We can split objects into basic one:
- Pod
- Service
- Volume
- Namespace

and more high-level objects built on the logic of the basic ones:
- ReplicaSet
- Deployment
- StatefulSet
- Job

The latter type of objects are also called controllers because Kubernetes use them to create and manage the desired state of pods for us.

For better understanding you can think about object as a representation of `group + version + type(kind)`, for example `/api + v1 + Pod`. Where:

API group:
is specified in a REST path and in the apiVersion field of a serialized object.
- the core (also called legacy) group, which is at REST path /api, for example: /api/v1 and is not specified as part of the apiVersion field, for example: apiVersion: v1
- the named groups are at REST path /apis/, for example /apis/$GROUP_NAME/$VERSION and use
apiVersion: $GROUP_NAME/$VERSION, for example apiVersion: batch/v1

API Versioning:
- e.g., v1alpha1, API may be buggy and unstable, disabled in production clusters
- e.g., v1beta1, API may have bugs but generally is stable, may be incompatible between releases, enabled in production clusters
- e.g., v1, API is stable and become generally available, supports backward compatibility, suitable for production

To print the supported API versions you can use kubectl:

$ kubectl api-versions

Most of the time we write an object spec and send that spec to the API Server via kubectl where Kubernetes will try to fulfill that desired state and update the object status but what is the spec and status?
Kubernetes objects include two nested objects that drive the object’s configuration: the object spec and object status.
Object spec, which you must provide in your template/manifest file (written in YAML or JSON) describes the desired state of Kubernetes objects.
Object status, is your actual/current state which is going to be updated once you apply spec (if no errors).

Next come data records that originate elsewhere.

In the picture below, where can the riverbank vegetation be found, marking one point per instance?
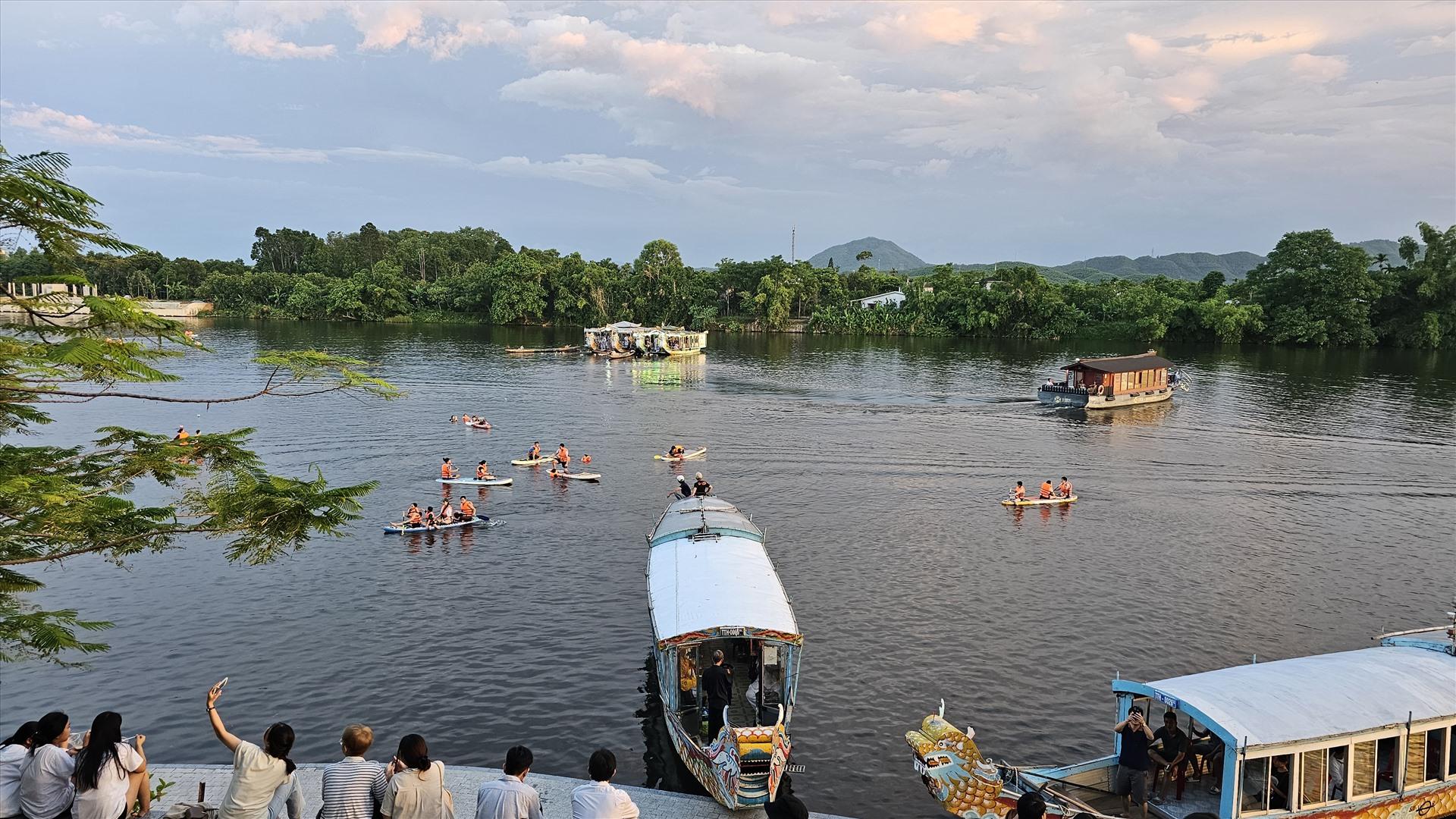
(1310, 290)
(61, 503)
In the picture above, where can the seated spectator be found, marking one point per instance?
(1168, 757)
(15, 752)
(601, 799)
(258, 773)
(111, 776)
(785, 805)
(417, 786)
(354, 787)
(510, 798)
(46, 784)
(287, 802)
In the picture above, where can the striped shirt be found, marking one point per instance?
(353, 787)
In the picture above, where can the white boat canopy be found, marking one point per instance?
(1323, 695)
(710, 575)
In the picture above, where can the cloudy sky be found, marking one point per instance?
(979, 131)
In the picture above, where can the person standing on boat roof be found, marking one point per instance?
(718, 687)
(1131, 760)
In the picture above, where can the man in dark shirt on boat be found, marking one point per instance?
(718, 689)
(1130, 779)
(1169, 755)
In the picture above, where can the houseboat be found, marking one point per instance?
(712, 588)
(1103, 384)
(1353, 735)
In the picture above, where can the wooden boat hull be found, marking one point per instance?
(419, 529)
(577, 475)
(698, 453)
(1041, 502)
(1081, 400)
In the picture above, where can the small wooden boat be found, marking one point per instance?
(398, 529)
(528, 350)
(693, 455)
(1351, 735)
(577, 475)
(1040, 502)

After you created these manifest files you can push them to the Kubernetes API using either kubectl or using the Kubernetes API directly in your own apps base on Client Libraries.

Here you can find the list of available client libraries.

Now I hope you better understand this YAML-formatted spec fragment:

When you use the Kubernetes API to create a Deployment, you provide a new desired state for the system. The Kubernetes Control Plane records that object creation, and carries out your instructions by starting the required applications and scheduling them to cluster nodes–thus making the cluster’s actual state match the desired state. It’s important to remember that Control Plane’s component where control loops are running is Controller Manager (CM). Control loops (known as controllers like Deployment Controller or ReplicaSet Controller) through Kubernetes API are observing the state of the cluster, if it gets notified, it makes necessary changes in the current state to reach the desired state.

Simple flow:

1. kubectl, send http request (deploy pod with nginx) to the API Server
2. API Server validates the request and persists it to etcd
3. etcd notifies back the API Server
4. [Controller-manager] Deployment controller is observing the state of the cluster through the API Server
- new desired state described in a Deployment object `Deployment / metadata.name: nginx / spec.replica: 1`
- creates new ReplicaSet object `ReplicaSet / metadata.name: nginx-XYZ` to scale up new Pod
5. API Server invokes the Scheduler
- object `Pod / metadata.name: nginx-XYZ-XXX / spec.nodeName: <null>`
6. Scheduler decides on which Node to run the pod on and return that to the API Server
- run pod on some Node, `Pod / metadata.name: nginx-XYZ-XXX / spec.nodeName: NodeX`
7. API Server persists it to etcd
8. etcd notifies back the API Server
9. API Server invokes the Kubelet in the corresponding node, NodeX
10. Kubelet talks to the container runtime engine like docker
- get image and run container
- update the pod status to the API Server, `Pod / metadata.name: nginx-XYZ-XXX / spec.nodeName: NodeX / status: Pending`
11. Kubelet updates the pod status (Pending, ContainerCreating, Running etc.) to the API Server
12. API Server persists the new state in etcd, `Pod / metadata.name: nginx-XYZ-XXX / spec.nodeName: NodeX / status: Running`

Ways to extend Kubernetes API

Sometimes, you would like to add entirely new API resource types to your cluster. In Kubernetes you are allowed to take an existing cluster, with a collection of built-in API types, like Pods, Services, and Deployments, and add new types that look and feel exactly as if they had been built in.
At the highest level, you can think of this method as a kind of extension i.e. adding new API objects to the Kubernetes API server that look as if they have been compiled into Kubernetes.

Important keywords:

resource, is an endpoint in the Kubernetes API that stores a collection of API objects of a certain kind, for example, the built-in pods resource contains a collection of Pod objects. You remember that object can be described like group + version + kind, so specific URL to get this object is a resource, taking pod as a example to get a list of v1 pod objects you refer to `/api/v1/pods` resource or `/api/v1/namespaces/<namespace>/pods/<pod>` resource.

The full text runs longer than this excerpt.